2 airports · 2 cities · capital Quito

CapitalQuito
Population18,103,660
Area276,841 km²
RegionSouth America
LanguagesSpanish
CurrencyUnited States dollar (USD)
Dialling code+593
Drives onRight
Top-level domain.ec

About Ecuador

The capital is Quito, the population is around 18.1 million, the country sits in South America. See the fact box for currency, languages and dialling code, then scroll on for the airport list.

Overview

Ecuador is served by 2 airports tracked in this guide, across 2 cities and metropolitan areas.
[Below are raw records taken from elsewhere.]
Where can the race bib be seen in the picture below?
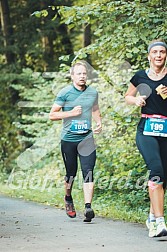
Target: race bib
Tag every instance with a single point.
(80, 126)
(155, 127)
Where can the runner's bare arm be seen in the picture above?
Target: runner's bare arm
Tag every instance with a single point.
(97, 118)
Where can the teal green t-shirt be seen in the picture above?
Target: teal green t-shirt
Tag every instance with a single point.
(77, 128)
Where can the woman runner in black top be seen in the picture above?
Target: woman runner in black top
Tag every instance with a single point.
(151, 137)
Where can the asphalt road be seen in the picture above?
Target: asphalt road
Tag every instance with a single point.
(28, 226)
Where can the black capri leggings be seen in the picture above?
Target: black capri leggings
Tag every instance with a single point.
(86, 152)
(154, 152)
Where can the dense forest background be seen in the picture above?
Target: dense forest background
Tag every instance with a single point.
(39, 42)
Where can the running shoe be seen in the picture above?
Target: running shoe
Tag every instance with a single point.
(148, 223)
(152, 229)
(161, 229)
(70, 209)
(89, 214)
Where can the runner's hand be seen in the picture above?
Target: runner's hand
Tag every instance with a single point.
(98, 128)
(140, 101)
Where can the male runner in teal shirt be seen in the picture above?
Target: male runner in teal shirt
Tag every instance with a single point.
(76, 104)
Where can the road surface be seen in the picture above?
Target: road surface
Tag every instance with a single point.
(28, 226)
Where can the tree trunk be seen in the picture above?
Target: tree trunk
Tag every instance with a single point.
(87, 39)
(7, 30)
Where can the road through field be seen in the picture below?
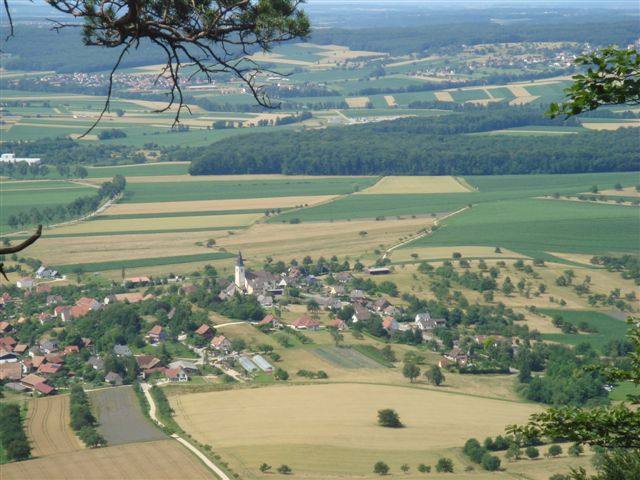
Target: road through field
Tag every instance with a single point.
(48, 427)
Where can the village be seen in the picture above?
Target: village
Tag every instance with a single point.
(40, 355)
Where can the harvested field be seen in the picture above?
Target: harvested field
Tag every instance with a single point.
(413, 184)
(335, 433)
(158, 460)
(121, 420)
(444, 96)
(161, 223)
(345, 357)
(48, 427)
(357, 102)
(216, 205)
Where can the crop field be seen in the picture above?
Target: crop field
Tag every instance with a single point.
(156, 460)
(413, 185)
(174, 192)
(330, 429)
(606, 327)
(18, 197)
(345, 357)
(121, 420)
(48, 429)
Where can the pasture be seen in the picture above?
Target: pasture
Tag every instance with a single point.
(48, 428)
(155, 460)
(605, 327)
(120, 418)
(330, 429)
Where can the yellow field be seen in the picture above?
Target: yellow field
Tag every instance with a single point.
(159, 460)
(48, 427)
(160, 223)
(216, 205)
(444, 96)
(408, 184)
(330, 429)
(610, 125)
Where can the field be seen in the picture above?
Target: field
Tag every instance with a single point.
(275, 425)
(606, 327)
(48, 429)
(121, 421)
(156, 460)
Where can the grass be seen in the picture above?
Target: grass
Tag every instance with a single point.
(173, 192)
(141, 262)
(606, 328)
(328, 430)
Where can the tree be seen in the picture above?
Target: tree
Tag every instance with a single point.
(211, 35)
(381, 468)
(389, 418)
(444, 465)
(554, 450)
(575, 450)
(532, 452)
(490, 462)
(411, 371)
(435, 376)
(615, 80)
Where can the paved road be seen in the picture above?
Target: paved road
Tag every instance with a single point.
(152, 413)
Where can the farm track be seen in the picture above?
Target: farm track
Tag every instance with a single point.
(48, 427)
The most-connected fields include Mariscal Sucre International Airport (UIO), José Joaquín de Olmedo International Airport (GYE), which together carry the bulk of international traffic in and out of the country. Each one has its own page on this site with a full breakdown of the terminal layout, lounge options, layover plans and ground transport into town.

Air travel in Ecuador

Air travel across Ecuador follows a familiar pattern: a small number of large gateway airports do most of the heavy lifting, and a long tail of regional and secondary fields handles everything else. Gateway airports concentrate long-haul international flights, premium lounges and the widest connection banks for partner alliances. Regional airports run shorter, point-to-point services that link domestic cities and feed traffic into the larger hubs. If you fly into the country regularly, you will find yourself returning to the same handful of gateways, with the regional fields filling in the trips you take a few times a year.

Planning your trip

When you plan a trip into or through Ecuador, start by matching the city you actually need to reach to the closest airport on the list below. People transiting between continents usually route through one of the top-ranked gateways. People visiting smaller cities often fly the long-haul leg into a primary airport and then take a short connecting flight, train or coach to the final destination. Read the schedule carefully if you are routing on more than one ticket, because a missed connection on separate tickets is your problem to solve, not the airline's.

Arrivals tips

On the ground, expect English to be widely spoken at major airports, with bilingual signage at international gateways. Currency exchange, SIM-card vendors, ride-hail pickup zones and licensed taxi ranks are usually clustered in the arrivals concourse. For an overnight transit, look at airport-area hotels with a shuttle rather than a city-centre hotel. The longer transfer can easily eat the savings, and an early-morning departure is much easier to make from a hotel a few minutes from the terminal.

Reading airport codes

A practical note on naming. Airports in Ecuador appear in booking systems by their three-letter IATA code, and on flight-tracking sites by their four-letter ICAO code. The IATA code is what shows up on your boarding pass and luggage tag. When two airports serve the same city, the codes are how you tell them apart. Always double-check the code on your ticket before you head to the airport, because a wrong-airport drop-off in a large city can cost you the flight.